Temperature control for live-cell imaging: technical considerations

There are several temperature controller devices, and the decision of which one to select is very much dependent on your experimentation needs: are you doing long-lasting experiment, do you need to quickly shift your sample temperature? Do you need to combine temperature control and high-resolution imaging?

Here, we review the different characteristics to consider when looking for a temperature control devices

1. Temperature homogeneity and high-resolution imaging

Discrepancies can occur between the temperature displayed by a temperature controller and the effective temperature of your sample. Notably, oil or water immersion objectives or DIC illumination, used for high-resolution imaging, act as a heat sink for the biological sample since they are in direct contact with the glass coverslip. This gives rise to temperature gradient within the sample and to an overestimated temperature sample. To prevent this phenomenon, one has to use an objective heater, which thermalizes the body of the objective, or choose a temperature controller device which intrinsically compensate for this heat loss.
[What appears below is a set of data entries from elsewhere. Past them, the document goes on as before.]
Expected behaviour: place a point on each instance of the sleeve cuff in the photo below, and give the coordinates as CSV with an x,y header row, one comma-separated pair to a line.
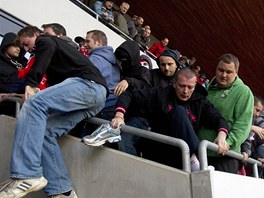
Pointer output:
x,y
121,109
224,130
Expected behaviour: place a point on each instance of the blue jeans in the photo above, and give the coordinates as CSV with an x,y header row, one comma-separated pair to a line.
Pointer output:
x,y
44,117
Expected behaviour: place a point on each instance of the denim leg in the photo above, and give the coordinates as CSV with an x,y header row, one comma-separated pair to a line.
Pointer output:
x,y
180,127
128,141
78,97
3. Temperature-change consistency

The advantage of doing temperature-controlled experiments, is the reduction of biological variations by using the same sample for control and test conditions. If, your experiments require to do several cycle of temperature-shift, two points have to be considered. First, the possibility to quickly shift temperature (see above) and second the consistency of the temperature applied by the controller, there shouldn’t be variation when the same temperature is applied in cycle, this parameter is dependent on the device temperature steadiness.

2. Speed of temperature shift

Fast temperature shift is needed to study actin, tubulin depolymerization, to use temperature-sensitive proteins or prevent temperature gradient. Depending on the temperature controller used, the time required to perform temperature shift can vary from 30 minutes to 5 seconds. Also, if your experiment requires to reach temperature below ambient (<16 C), e.g actin filaments, or microtubules depolymerization, you will need to use a temperature device using Peltier plate.

4. Meeting biological samples requirements

During live-cell imaging, cells should suffer no stress. Yet, some temperature controllers, like micro-perfusion systems,  can produce mechanical deformation or flow shear stress. As the cells are perfused, the flow can shear the cells, detach loosely adherent cells and wash-out extra-cellular cell signaling molecules. On the other hand, using micro-perfusion enables you to provide gas and nutriments to the cells, which can increase the long-term viability of the biological system under investigation. Depending on the temperature control, some biological systems will not be compatible.